Her iki grubun katılması için çeşitli eğlence aktiviteleri düzenlendi. Ancak görüldü ki “yılanlar” ve “kartallar” birbirlerine yaklaşmamayı tercih etti. Tam bu sırada kampın sorumlusunun aklına müthiş bir fikir geldi. Kampın suyunun içildiği çeşmeye giden kaynağı çalışanların da yardımıyla tıkadı. Her iki grubun üyelerini çağırdı ve onlara kaynak açılmazsa susuz kalacaklarını söyledi.
Kartal ve yılan grupları çekişmeyi bırakıp birlikte çalışmaya karar verdi. Sözlü sataşmalar sona ermişti. Çocuklar beraber çalışarak suyun kaynağını açmayı başardılar.
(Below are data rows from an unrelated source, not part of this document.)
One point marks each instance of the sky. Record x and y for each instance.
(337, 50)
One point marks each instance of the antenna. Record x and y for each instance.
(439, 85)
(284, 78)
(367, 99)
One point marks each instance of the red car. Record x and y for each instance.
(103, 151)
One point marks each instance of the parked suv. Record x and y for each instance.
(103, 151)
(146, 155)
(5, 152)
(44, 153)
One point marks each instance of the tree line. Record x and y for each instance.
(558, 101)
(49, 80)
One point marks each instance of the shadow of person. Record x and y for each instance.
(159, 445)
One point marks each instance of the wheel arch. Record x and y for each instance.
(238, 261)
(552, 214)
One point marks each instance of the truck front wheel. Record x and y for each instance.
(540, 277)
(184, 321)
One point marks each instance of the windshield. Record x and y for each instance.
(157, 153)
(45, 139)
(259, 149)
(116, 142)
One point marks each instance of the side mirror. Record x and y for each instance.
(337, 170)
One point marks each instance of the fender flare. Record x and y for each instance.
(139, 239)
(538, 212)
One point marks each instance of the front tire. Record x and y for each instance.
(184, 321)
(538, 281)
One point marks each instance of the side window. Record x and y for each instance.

Kampın son gününe kadar çocukların birlikte başarabileceği başka aktiviteler düzenlendi ve görüldü ki son gün çocuklar karışık oturmaya başladı, yeniden arkadaş olmaya başladılar. Çocuklar ve onların aileleri kampın bitişinde gerçeği öğrendiler.
Kendisini kamp sorumlusu diye tanınan türk asıllı amerikalı sosyal psikolog muzaffer şerif muhteşem bir deney gerçekleştirmişti. Çocukların davranışlarını her gün not etmiş, ekibiyle birlikte psikoloji ve sosyoloji tarihine damga vuracak bir çalışmaya imza atmıştı.
Aşırı rekabetin sonuçları
Şerif bu çalışmayla aşırı rekabetin yol açacağı sonuçları gözler önüne sermiştir. İnsanları gruplara ayırıp, aşırı rekabeti zorlayıcı kurallarla teşvik ederseniz ortaya sözlü ve fiziksel tartışmalar çıkar. İnsanlar bir süre sonra birbirlerini düşman gibi görmeye başlarlar. Öte yandan bireyler ortak amaç ve vizyon çerçevesinde bir araya getirilirse düşmanlıkları, kırgınlıkları bir kenara bırakıp beraber çalışır ve başarı elde ederler.
Birey olabilmek ve hayatı anlamlandırmak
Ödemiş doğumlu muzafferşeriff’in böyle birçok çalışması var. Şerif, 1935 yılında otokinetik etki deneyiyle kendi değerleri olmayan insanların yaşadıkları topluma göre davrandıklarını, ait olma hissiyle grubun kurallarını düşünmeden, sorgulamadan uyduklarını kanıtlamıştır.
İşte bu yüzden birey olabilmek önemlidir. Özgüvenli, güçlü ve sorumluluk sahibi birisi olabilmek, özgürce kararlar alıp seçimler yapabilmek için insanın kendi değerlerini bilmesi gerekir. Ancak “ben” olmak yeterli değildir. “Biz” olmayı da becermek gerekir.
Hayatı anlamlı kılan “biz” olabilmektir. Biz bilinci kendini düşündüğü kadar başkalarını düşünebilmektir. Adam kayırma, mobbing yapma, birbirinin hakkını yemenin arkasında biz olmayı becerememek gelir. Biz bilincini oluşturabilmek için de ortak bir amaç ve vizyon oluşturmak gerekir. Bunu da yapacak olan yüksek vizyonu olan liderlerdir.
Bir işyerinde, bir takımda “ben”lerin yanında “biz” bilinci varsa gerçek başarı gelecektir. Çünkü o işyerinde dayanışmanın, halden anlamanın, sevgi ve saygının keyfi vardır. “Ben” olmadan “biz” olamazsınız. “Biz” olmadan da anlamlı bir hayat süremezsiniz.